Usai menerima penghargaan, Kadis Dukcapil, Muh Kasrum Patawari, menyampaikan ucapan terima kasih dan apresiasinya atas penghargaan yang diberikan itu.
Kasrum panggilan akrabnya mengqtakan bwhwa, capaian ini merupakan hasil kerja keras seluruh jajaran Dinas Dukcapil serta kolaborasi yang solid dengan pihak imigrasi dan instansi terkait lainnya.
“Penghargaan ini menjadi motivasi tambahan bagi kami di Dinas Dukcapil Lutra untuk terus meningkatkan validitas data dan memperketat pengawasan kependudukan,” sebutnya.
Kasrum berjanji akan terus membangun sinergi dan kolaborasi yang kuat dengan Tim Pengawasan Orang Asing (Timpora) demi keamanan dan ketertiban di wilayah Bumi La Maranginang julukan Luwu Utara.
“Terima kasih kepada Kepala Imigrasi Palopo dan jajarannya yang telah memberikan penghargaan kepada kami.

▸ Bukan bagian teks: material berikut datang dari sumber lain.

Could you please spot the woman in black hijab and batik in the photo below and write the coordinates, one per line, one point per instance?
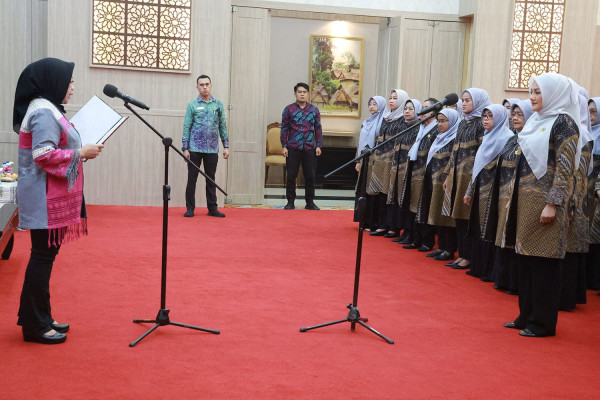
(50, 190)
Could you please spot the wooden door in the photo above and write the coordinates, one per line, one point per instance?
(447, 59)
(250, 39)
(415, 72)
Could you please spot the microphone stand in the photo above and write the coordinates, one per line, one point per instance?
(368, 152)
(162, 318)
(354, 316)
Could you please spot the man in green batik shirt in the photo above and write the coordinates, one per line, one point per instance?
(204, 124)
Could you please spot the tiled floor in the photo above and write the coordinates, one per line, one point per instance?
(326, 199)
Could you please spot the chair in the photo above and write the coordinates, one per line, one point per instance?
(274, 150)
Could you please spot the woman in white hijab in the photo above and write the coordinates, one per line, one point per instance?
(578, 235)
(505, 272)
(549, 142)
(368, 132)
(429, 209)
(460, 168)
(593, 260)
(380, 162)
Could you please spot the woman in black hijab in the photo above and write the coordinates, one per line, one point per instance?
(50, 190)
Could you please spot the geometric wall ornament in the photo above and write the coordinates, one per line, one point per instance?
(536, 40)
(142, 34)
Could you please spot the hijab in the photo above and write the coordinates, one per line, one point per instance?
(423, 130)
(596, 128)
(48, 78)
(371, 125)
(480, 101)
(459, 109)
(494, 140)
(560, 95)
(443, 139)
(524, 106)
(417, 106)
(390, 115)
(511, 100)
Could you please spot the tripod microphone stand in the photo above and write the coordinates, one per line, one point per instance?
(162, 318)
(354, 316)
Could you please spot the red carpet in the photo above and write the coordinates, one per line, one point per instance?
(258, 276)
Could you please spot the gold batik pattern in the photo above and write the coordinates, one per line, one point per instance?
(418, 169)
(532, 237)
(507, 169)
(578, 234)
(594, 202)
(459, 170)
(380, 162)
(400, 176)
(440, 159)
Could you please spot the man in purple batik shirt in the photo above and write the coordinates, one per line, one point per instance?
(301, 138)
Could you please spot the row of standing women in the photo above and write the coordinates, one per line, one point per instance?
(512, 187)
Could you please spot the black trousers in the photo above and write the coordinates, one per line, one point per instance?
(424, 235)
(463, 243)
(35, 315)
(210, 168)
(308, 160)
(539, 294)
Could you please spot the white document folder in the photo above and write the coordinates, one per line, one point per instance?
(96, 121)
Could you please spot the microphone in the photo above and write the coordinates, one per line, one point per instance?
(450, 99)
(112, 91)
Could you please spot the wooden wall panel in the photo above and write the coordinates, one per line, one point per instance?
(130, 170)
(249, 89)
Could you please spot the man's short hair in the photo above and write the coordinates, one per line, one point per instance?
(301, 84)
(203, 77)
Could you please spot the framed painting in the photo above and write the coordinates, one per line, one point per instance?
(336, 75)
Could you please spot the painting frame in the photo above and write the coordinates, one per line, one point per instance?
(336, 75)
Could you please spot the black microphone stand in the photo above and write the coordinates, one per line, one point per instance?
(162, 318)
(354, 316)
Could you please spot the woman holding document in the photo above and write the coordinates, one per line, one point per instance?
(50, 190)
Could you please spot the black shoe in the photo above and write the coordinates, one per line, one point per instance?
(458, 266)
(43, 338)
(444, 256)
(511, 325)
(528, 333)
(406, 240)
(434, 253)
(60, 328)
(215, 213)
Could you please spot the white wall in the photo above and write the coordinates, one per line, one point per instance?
(432, 6)
(289, 64)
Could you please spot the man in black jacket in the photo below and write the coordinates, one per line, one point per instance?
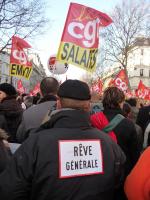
(67, 158)
(34, 116)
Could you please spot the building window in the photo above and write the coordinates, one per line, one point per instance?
(141, 72)
(142, 52)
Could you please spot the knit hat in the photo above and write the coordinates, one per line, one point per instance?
(8, 89)
(74, 89)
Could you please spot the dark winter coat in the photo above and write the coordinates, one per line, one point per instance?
(4, 152)
(35, 172)
(34, 116)
(12, 111)
(143, 117)
(127, 138)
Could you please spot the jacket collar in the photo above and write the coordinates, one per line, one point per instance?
(68, 118)
(47, 98)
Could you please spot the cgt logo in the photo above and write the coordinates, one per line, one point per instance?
(20, 55)
(121, 84)
(87, 33)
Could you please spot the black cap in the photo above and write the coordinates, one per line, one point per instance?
(74, 89)
(8, 89)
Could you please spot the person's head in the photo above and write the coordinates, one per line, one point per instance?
(74, 94)
(127, 110)
(113, 98)
(49, 85)
(132, 102)
(6, 90)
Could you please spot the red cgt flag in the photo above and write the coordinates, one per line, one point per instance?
(20, 87)
(97, 87)
(36, 89)
(143, 92)
(121, 81)
(80, 38)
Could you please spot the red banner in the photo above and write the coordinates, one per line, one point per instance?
(20, 87)
(97, 87)
(143, 92)
(36, 89)
(80, 38)
(19, 64)
(121, 81)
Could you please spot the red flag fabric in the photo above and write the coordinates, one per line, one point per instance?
(80, 38)
(19, 64)
(20, 87)
(36, 89)
(97, 87)
(121, 81)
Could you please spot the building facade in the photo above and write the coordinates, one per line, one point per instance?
(139, 63)
(138, 66)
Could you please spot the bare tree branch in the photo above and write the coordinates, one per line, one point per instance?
(22, 17)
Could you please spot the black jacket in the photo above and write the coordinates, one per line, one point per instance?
(127, 138)
(12, 111)
(34, 116)
(35, 171)
(143, 117)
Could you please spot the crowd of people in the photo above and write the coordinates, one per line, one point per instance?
(66, 143)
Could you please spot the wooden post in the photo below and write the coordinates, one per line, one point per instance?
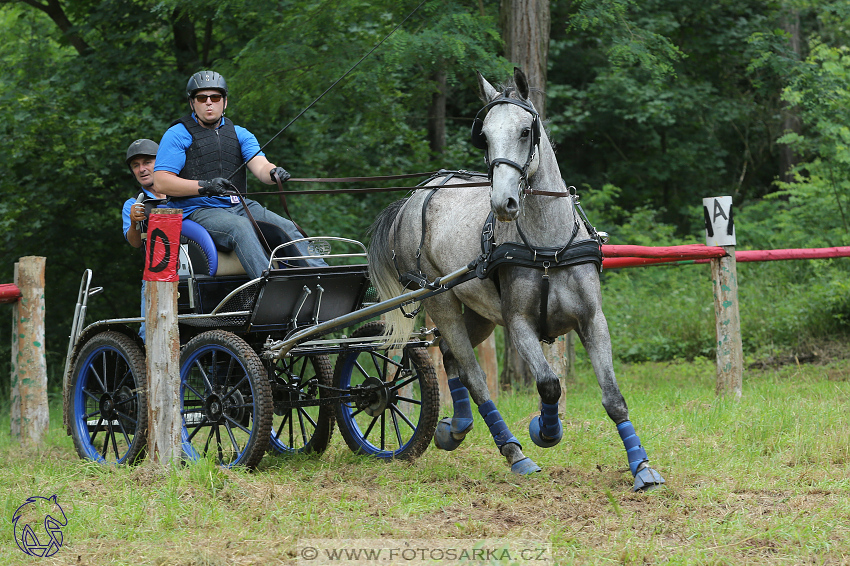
(29, 411)
(720, 231)
(162, 337)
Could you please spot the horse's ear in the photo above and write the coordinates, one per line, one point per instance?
(485, 90)
(521, 83)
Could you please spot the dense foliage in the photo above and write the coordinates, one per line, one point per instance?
(653, 105)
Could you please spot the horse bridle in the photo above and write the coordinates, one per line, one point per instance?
(479, 140)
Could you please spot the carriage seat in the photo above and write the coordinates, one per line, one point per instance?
(207, 259)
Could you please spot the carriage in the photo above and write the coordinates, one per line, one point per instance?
(256, 371)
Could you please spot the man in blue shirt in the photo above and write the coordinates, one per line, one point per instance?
(197, 157)
(141, 158)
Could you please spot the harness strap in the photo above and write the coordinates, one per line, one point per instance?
(417, 277)
(544, 305)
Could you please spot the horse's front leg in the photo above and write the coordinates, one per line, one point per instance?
(597, 341)
(545, 430)
(468, 379)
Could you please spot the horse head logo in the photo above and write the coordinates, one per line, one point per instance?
(27, 522)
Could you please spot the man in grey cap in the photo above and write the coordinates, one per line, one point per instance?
(141, 158)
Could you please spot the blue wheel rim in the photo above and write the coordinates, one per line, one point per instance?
(216, 417)
(106, 376)
(389, 433)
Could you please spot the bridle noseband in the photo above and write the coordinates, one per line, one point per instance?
(479, 140)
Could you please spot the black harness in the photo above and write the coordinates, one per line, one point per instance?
(493, 256)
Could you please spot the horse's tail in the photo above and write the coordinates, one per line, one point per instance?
(382, 270)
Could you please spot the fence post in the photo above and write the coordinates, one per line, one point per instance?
(720, 231)
(29, 411)
(162, 337)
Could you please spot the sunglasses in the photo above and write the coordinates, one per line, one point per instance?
(203, 97)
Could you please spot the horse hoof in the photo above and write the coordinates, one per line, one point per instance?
(541, 440)
(647, 479)
(443, 438)
(524, 467)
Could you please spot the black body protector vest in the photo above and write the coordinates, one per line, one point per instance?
(213, 153)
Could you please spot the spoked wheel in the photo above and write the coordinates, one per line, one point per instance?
(109, 408)
(226, 400)
(394, 399)
(307, 429)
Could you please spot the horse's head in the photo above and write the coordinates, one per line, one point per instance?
(508, 130)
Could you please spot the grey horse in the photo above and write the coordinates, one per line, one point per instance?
(542, 282)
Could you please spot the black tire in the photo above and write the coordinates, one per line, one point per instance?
(301, 430)
(108, 404)
(385, 421)
(226, 400)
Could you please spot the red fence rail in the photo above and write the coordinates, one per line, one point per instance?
(634, 256)
(9, 293)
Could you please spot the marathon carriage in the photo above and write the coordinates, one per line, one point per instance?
(255, 366)
(253, 373)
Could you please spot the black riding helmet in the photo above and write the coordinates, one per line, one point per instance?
(141, 147)
(206, 79)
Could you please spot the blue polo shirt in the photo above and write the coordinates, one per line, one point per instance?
(171, 157)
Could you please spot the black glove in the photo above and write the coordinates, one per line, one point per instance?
(217, 187)
(280, 173)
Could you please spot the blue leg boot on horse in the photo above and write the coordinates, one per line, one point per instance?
(507, 444)
(545, 430)
(646, 478)
(451, 431)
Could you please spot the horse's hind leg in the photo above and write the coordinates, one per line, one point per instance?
(597, 342)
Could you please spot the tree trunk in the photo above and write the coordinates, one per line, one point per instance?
(790, 119)
(185, 41)
(437, 114)
(525, 28)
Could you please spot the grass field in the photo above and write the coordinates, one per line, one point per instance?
(762, 481)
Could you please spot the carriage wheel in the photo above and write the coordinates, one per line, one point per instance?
(395, 401)
(306, 429)
(225, 400)
(109, 408)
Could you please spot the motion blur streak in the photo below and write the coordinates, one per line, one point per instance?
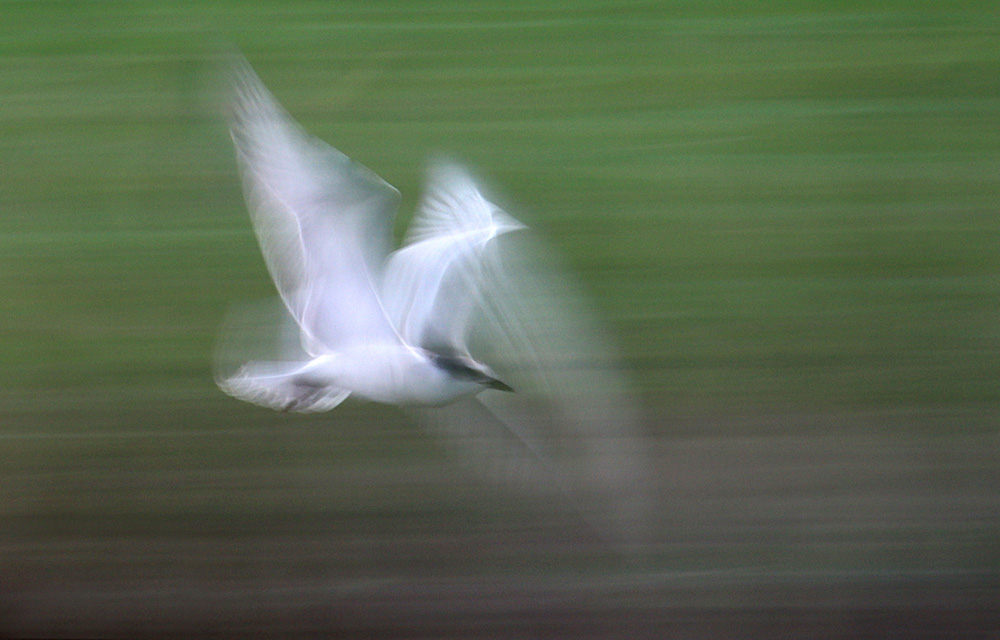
(785, 212)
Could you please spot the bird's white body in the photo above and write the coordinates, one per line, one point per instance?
(394, 327)
(387, 327)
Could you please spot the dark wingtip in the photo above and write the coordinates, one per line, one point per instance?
(499, 385)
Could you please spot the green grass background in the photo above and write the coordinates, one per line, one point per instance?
(785, 212)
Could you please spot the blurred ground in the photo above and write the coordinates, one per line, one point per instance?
(787, 216)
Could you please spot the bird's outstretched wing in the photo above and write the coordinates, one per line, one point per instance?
(571, 430)
(258, 356)
(322, 220)
(433, 284)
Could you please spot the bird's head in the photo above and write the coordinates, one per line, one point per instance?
(465, 368)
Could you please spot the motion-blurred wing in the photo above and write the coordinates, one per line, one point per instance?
(433, 284)
(322, 221)
(258, 355)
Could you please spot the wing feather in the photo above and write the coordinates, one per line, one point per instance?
(322, 220)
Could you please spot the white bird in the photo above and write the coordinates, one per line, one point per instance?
(398, 327)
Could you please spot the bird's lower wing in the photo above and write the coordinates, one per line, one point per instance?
(274, 385)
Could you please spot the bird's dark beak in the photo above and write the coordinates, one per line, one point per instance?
(493, 383)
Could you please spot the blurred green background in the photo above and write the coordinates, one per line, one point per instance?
(785, 212)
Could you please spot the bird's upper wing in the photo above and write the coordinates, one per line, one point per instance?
(322, 220)
(434, 283)
(571, 429)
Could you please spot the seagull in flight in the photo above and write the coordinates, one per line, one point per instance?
(390, 328)
(400, 327)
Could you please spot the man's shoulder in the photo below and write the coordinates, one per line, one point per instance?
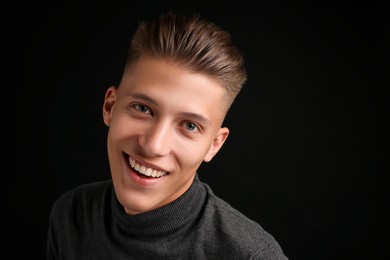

Insya Allah, kami akan terus memperkuat pengawasan orang asing di Kabupaten Luwu Utara,” ucapnya.
Seperti diketahui, peran Dinas Dukcapil di bawah kepemimpinan Kasrum Patawari sangat krusial. Keaktifan Disdukcapil dalam upaya melakukan pelaporan dinilai berhasil memperkuat sistem pengawasan keimigrasian, sekaligus meminimalisir potensi pelanggaran oleh warga negara asing (WNA) di daerah Kabupaten yang berjuluk Bumi La Maranginang.
Rakor Timpora ini dihadiri berbagai unsur forkopimda, instansi vertikal, serta jajaran pemerintah daerah Lutra.
Kegiatan ini diharapkan makin memperkuat koordinasi antarinstansi dalam upaya memantau keberadaan dan aktivitas orang asing secara humanis, namun tetap tegas sesuai regulasi yang berlaku.